For many years, the Federal Reserve and other federal agencies with responsibility for formulating required disclosures of financial information were tone deaf. They decided on the information borrowers should have without ever asking borrowers what they wanted, and without testing to see whether the information was useful or even understood.

But this has changed. In recent years, the Federal Reserve in particular has gotten religion. Many of the Fed's proposals are the direct result of listening to consumers, and their latest proposals to reform the Truth in Lending Act are replete with references to the results of consumer testing.

In a recent article on Federal Reserve proposals for amending the Truth in Lending Act, I commented favorably on a proposal for early disclosures designed to encourage borrowers to shop loan providers. Most of the mandated information that lenders now provide borrowers need not be placed in their hands until days after they have submitted an application, which in most cases is too late to help in shopping. Consumers rarely disengage from a lender once they have submitted an application.

The proposed new disclosures will be required at the point of application. This is a great idea -- if the required information reveals differences between lenders that will cause borrowers to prefer one over another.

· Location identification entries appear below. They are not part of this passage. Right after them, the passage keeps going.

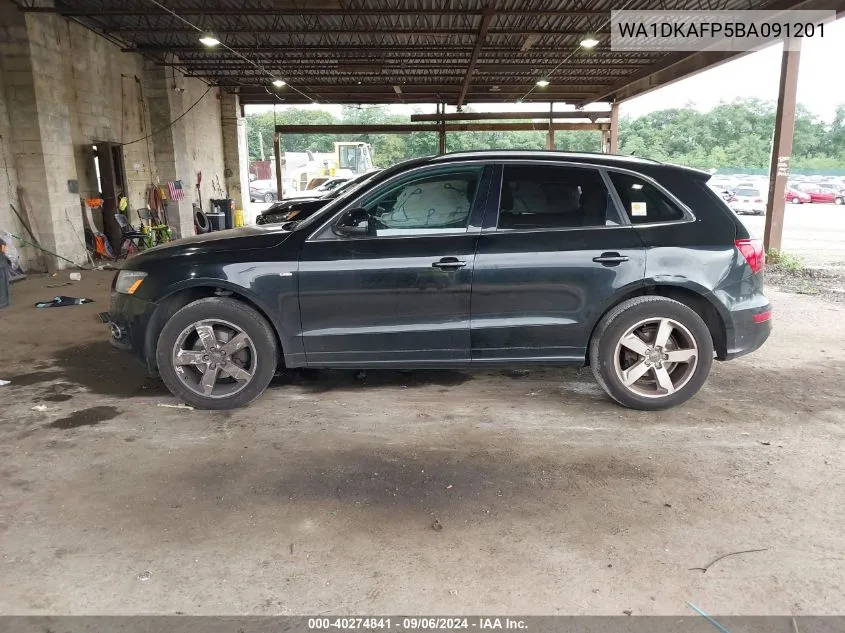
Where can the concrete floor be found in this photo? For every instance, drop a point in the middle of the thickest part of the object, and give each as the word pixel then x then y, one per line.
pixel 429 492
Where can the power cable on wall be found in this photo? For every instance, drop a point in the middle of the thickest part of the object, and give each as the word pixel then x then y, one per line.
pixel 172 123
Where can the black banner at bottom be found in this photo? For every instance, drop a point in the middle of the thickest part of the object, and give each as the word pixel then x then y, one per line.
pixel 422 624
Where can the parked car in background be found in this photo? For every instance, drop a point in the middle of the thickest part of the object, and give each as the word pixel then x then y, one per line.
pixel 796 196
pixel 267 191
pixel 472 259
pixel 819 193
pixel 300 208
pixel 747 200
pixel 836 189
pixel 323 187
pixel 721 190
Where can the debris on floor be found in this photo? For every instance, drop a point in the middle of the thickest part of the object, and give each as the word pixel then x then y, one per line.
pixel 62 301
pixel 707 617
pixel 716 560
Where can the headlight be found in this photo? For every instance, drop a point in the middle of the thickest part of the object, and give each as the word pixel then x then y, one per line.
pixel 128 281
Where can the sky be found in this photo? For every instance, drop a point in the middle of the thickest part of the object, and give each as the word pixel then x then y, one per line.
pixel 821 83
pixel 821 79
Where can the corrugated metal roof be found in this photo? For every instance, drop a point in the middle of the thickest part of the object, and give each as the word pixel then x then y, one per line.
pixel 380 51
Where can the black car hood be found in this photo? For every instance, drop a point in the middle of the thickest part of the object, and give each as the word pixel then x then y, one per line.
pixel 247 237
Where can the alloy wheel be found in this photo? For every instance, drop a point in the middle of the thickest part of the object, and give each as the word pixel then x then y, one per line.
pixel 214 358
pixel 656 357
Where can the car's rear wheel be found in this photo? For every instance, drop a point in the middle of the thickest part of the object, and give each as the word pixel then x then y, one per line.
pixel 217 353
pixel 651 353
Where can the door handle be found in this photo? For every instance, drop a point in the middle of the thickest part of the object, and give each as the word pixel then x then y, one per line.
pixel 449 263
pixel 610 259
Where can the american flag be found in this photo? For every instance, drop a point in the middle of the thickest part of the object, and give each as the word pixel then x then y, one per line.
pixel 175 189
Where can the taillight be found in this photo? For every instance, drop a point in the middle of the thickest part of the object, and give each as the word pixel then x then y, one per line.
pixel 752 251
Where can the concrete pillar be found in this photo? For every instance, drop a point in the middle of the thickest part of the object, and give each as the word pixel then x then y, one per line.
pixel 235 156
pixel 36 103
pixel 170 146
pixel 782 146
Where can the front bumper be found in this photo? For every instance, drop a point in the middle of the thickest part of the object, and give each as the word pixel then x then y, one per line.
pixel 128 320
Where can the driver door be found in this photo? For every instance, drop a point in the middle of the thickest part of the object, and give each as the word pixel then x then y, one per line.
pixel 389 283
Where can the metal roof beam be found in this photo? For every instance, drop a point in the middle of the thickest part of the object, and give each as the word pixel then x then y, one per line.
pixel 479 43
pixel 493 116
pixel 281 11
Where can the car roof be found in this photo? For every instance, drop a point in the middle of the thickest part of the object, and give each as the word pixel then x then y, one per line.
pixel 594 158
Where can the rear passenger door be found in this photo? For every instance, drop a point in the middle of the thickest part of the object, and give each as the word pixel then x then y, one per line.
pixel 552 252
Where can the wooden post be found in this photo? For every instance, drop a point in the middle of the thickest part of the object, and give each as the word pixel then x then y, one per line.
pixel 441 133
pixel 782 145
pixel 614 128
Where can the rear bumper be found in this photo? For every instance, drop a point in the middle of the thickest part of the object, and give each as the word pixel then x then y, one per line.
pixel 749 330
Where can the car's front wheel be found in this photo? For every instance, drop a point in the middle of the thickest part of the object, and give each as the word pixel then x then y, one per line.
pixel 651 353
pixel 217 353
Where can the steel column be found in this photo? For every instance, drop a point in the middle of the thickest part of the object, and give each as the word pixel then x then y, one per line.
pixel 782 146
pixel 614 128
pixel 277 152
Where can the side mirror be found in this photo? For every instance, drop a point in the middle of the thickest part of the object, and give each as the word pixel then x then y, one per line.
pixel 355 222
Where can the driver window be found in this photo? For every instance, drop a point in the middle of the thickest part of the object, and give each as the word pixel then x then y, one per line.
pixel 424 204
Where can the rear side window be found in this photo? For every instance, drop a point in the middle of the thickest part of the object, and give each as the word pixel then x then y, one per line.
pixel 643 202
pixel 551 197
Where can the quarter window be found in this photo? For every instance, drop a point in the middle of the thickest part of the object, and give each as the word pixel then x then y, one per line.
pixel 551 197
pixel 434 203
pixel 643 202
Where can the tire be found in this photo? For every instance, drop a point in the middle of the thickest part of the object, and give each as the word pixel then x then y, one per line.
pixel 642 316
pixel 240 375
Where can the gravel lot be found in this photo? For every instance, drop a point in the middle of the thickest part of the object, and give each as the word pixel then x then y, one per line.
pixel 506 492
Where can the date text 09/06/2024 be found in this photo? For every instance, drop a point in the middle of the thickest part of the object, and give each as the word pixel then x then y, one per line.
pixel 415 624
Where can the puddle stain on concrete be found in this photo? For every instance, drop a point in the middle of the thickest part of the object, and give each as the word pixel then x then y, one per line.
pixel 85 417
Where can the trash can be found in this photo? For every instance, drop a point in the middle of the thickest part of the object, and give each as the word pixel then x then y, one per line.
pixel 225 206
pixel 216 220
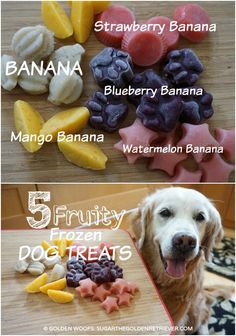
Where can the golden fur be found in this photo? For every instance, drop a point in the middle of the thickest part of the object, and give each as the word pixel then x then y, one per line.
pixel 185 298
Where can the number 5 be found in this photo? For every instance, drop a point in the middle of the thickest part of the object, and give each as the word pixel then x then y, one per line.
pixel 38 207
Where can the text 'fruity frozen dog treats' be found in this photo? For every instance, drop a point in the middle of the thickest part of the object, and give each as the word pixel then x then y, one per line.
pixel 192 14
pixel 113 15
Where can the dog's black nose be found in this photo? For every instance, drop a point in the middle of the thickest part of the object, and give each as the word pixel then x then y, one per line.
pixel 183 242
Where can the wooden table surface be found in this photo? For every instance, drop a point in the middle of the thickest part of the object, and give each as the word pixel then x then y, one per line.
pixel 24 313
pixel 48 165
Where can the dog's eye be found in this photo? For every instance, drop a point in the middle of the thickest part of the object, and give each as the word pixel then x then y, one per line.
pixel 165 213
pixel 199 217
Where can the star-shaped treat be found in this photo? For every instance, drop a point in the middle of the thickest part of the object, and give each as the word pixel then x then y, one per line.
pixel 167 161
pixel 100 293
pixel 110 304
pixel 124 299
pixel 136 135
pixel 215 169
pixel 226 139
pixel 86 288
pixel 184 175
pixel 120 286
pixel 197 136
pixel 133 288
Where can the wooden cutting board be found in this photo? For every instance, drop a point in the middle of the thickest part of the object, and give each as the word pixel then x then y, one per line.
pixel 48 165
pixel 28 314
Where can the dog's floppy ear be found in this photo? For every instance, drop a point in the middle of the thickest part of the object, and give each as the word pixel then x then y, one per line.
pixel 213 233
pixel 140 221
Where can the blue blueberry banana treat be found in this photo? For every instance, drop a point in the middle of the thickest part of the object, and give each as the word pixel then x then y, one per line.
pixel 106 112
pixel 112 67
pixel 183 68
pixel 161 112
pixel 196 108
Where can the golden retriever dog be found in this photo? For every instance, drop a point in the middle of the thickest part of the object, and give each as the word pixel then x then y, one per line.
pixel 176 229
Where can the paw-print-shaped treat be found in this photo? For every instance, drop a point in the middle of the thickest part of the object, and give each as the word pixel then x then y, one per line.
pixel 196 108
pixel 106 112
pixel 161 112
pixel 148 79
pixel 73 277
pixel 183 67
pixel 112 67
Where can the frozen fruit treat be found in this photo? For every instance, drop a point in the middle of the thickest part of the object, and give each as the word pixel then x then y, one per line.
pixel 145 47
pixel 106 112
pixel 103 271
pixel 75 272
pixel 171 38
pixel 183 67
pixel 112 67
pixel 196 108
pixel 147 79
pixel 113 15
pixel 192 14
pixel 161 112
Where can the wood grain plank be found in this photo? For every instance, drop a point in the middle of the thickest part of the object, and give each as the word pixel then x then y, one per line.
pixel 49 165
pixel 27 314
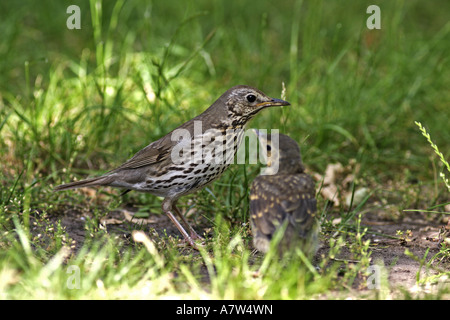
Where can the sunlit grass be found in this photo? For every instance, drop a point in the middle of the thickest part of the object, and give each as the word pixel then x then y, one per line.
pixel 75 103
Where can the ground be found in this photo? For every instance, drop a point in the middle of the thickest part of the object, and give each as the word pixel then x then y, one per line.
pixel 388 248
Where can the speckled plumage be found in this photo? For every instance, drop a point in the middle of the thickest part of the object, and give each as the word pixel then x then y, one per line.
pixel 162 169
pixel 284 201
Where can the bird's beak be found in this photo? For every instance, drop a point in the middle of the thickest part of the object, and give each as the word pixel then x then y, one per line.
pixel 273 102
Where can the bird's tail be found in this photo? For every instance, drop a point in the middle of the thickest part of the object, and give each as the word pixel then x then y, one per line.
pixel 97 181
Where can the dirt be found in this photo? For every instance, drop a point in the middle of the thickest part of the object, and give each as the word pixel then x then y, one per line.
pixel 387 246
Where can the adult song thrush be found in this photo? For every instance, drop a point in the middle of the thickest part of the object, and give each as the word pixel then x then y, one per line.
pixel 282 198
pixel 189 157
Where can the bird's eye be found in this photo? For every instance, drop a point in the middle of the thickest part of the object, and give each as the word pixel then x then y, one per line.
pixel 251 98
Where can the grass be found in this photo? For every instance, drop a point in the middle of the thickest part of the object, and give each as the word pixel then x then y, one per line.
pixel 75 103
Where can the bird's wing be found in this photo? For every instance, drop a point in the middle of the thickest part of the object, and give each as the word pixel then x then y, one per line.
pixel 277 198
pixel 151 154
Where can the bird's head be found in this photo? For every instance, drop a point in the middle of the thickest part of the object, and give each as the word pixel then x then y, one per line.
pixel 243 102
pixel 280 152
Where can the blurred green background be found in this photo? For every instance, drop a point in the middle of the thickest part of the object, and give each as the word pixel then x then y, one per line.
pixel 83 100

My previous article criticized the Fed's proposed questions because they all applied to mortgage types or options. For example, if the question were "Can my interest rate increase?" all lenders would answer the same way, making that question useless to borrowers trying to select among different lenders. Such questions would just add to the pile of useless paper.

After my article was published, Fed sources told me that their proposed disclosures were the direct result of giving consumers the information that those questioned by the Fed said they wanted.

I was not surprised to hear that the consumers queried by the Fed requested information that would not help them. I have been fielding questions from borrowers for 12 years, and I learned early on that the information they seek from me often is not the information they would have sought if they had understood their situation better.

What surprised me was that the Fed accepted it as their charge to give consumers the information the consumers said they wanted, even when it was clear that this information would not help borrowers shop alternative loan providers.

When a consumer asks me a question that I suspect is not relevant to his situation, I give back the information that, if my suspicions are right, causes him to reformulate the question. Helping people realize what the right questions are is a critical part of what we call "education."

Truth in Lending should be educational, too. It should provide information that consumers will recognize as relevant to their situation when they see it, even though they did not realize its relevance when they participated in a Federal Reserve focus group.

My critical article offered seven questions that would help borrowers select from among different lenders because they applied to important lender policies. One of them was, "Do you allow your loan officers to charge 'overages' -- a price higher than the price the lender will accept?"

Of course, very few consumers on their own would mention overage policy as something they would like to know about, simply because they are not aware that such practices exist. My experience has been that once consumers become aware of overages, the issue jumps to the top of their concerns.